Vincent Leonard Price, Jr. (May 27, 1911 – October 25, 1993) was an American actor.
He is known for his distinctive voice and serio-comic performances in a series of horror films made in the latter part of his career.
Price was born in St. Louis, Missouri, youngest of the four children of Vincent Leonard Price, Sr., president of the National Candy Company, and his wife Marguerite Cobb Wilcox. His grandfather, Vincent Clarence Price, invented “Dr. Price’s Baking Powder,” the first cream of tartar baking powder, and secured the family’s fortune.
Price attended St. Louis Country Day School. In 1933, he graduated with a degree in art history from Yale University, where he worked on campus humor magazine The Yale Record. After teaching for a year, he entered the University of London, intending to study for a Masters Degree in Fine Arts. Instead, he was drawn to the theater, first appearing on stage professionally in 1934. His acting career began on stage in London in 1935, and he performed with Orson Welles’s Mercury Theater.
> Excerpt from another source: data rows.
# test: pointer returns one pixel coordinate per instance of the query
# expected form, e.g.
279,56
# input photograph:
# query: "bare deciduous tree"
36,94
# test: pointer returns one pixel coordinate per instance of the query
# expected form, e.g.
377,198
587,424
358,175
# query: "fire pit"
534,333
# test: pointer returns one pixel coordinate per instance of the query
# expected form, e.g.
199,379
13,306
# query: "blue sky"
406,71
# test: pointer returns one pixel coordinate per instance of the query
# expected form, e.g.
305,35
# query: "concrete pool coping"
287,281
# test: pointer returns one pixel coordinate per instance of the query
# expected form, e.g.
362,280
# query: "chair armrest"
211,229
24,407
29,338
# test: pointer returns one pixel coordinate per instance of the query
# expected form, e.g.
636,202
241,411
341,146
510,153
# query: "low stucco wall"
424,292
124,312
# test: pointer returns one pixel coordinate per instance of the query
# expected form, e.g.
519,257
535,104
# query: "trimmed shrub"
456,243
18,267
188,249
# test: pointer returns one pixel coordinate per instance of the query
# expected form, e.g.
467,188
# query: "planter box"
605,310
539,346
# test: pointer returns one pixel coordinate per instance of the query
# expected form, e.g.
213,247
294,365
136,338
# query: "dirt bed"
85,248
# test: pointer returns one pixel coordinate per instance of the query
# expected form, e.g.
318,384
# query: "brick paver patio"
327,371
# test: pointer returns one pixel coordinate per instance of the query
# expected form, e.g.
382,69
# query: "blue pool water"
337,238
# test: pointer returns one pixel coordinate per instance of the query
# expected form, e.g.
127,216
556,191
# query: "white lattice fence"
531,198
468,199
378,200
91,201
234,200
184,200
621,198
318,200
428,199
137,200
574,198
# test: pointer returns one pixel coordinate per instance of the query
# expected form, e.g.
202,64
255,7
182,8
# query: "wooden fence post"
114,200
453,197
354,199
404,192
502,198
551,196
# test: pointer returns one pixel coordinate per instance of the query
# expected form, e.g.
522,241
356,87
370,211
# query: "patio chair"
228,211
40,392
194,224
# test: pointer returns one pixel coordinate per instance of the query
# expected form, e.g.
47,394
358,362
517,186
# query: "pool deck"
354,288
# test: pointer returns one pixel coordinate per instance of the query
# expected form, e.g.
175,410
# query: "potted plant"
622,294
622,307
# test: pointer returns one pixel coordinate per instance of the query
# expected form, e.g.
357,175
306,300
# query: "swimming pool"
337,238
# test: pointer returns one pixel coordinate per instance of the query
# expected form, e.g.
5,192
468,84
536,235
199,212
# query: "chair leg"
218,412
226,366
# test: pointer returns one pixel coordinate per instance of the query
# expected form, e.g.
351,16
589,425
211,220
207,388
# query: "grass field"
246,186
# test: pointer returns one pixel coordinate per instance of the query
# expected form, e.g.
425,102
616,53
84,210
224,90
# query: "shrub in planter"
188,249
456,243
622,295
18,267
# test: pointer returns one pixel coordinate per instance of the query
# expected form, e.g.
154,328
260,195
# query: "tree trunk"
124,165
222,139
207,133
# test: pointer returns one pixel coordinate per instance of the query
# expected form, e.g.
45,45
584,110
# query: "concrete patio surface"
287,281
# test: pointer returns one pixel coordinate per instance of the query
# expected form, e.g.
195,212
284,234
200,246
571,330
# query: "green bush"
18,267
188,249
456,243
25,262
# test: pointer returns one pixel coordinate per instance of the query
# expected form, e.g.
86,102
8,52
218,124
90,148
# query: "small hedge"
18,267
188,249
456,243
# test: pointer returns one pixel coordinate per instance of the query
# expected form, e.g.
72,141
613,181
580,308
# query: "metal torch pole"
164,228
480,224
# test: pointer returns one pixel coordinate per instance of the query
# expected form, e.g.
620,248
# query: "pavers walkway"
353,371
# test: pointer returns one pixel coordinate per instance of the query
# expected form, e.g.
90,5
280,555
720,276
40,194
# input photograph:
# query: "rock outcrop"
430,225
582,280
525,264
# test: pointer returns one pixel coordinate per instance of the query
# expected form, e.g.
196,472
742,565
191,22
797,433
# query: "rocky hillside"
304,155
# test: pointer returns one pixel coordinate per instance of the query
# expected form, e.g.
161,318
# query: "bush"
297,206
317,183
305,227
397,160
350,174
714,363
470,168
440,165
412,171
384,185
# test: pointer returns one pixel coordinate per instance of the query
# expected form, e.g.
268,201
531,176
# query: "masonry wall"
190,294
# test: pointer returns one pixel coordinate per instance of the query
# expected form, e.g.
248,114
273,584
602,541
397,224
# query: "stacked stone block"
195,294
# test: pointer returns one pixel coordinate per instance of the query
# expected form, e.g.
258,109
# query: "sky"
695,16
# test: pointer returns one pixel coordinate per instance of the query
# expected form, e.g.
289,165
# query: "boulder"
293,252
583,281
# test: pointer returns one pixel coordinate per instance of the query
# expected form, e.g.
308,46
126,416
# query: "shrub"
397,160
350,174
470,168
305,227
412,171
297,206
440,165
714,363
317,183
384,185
Price, who studied Art History (along with English) at Yale, was a noted art lover and collector. In addition to establishing the Vincent Price Art Museum at East Los Angeles College, Price also spent time working as an art consultant for Sears in the early 1960s. Public access to fine art was important to Price, who, according to his daughter, Victoria, saw the Sears deal as an “opportunity to put his populist beliefs into practice, to bring art to the American public.”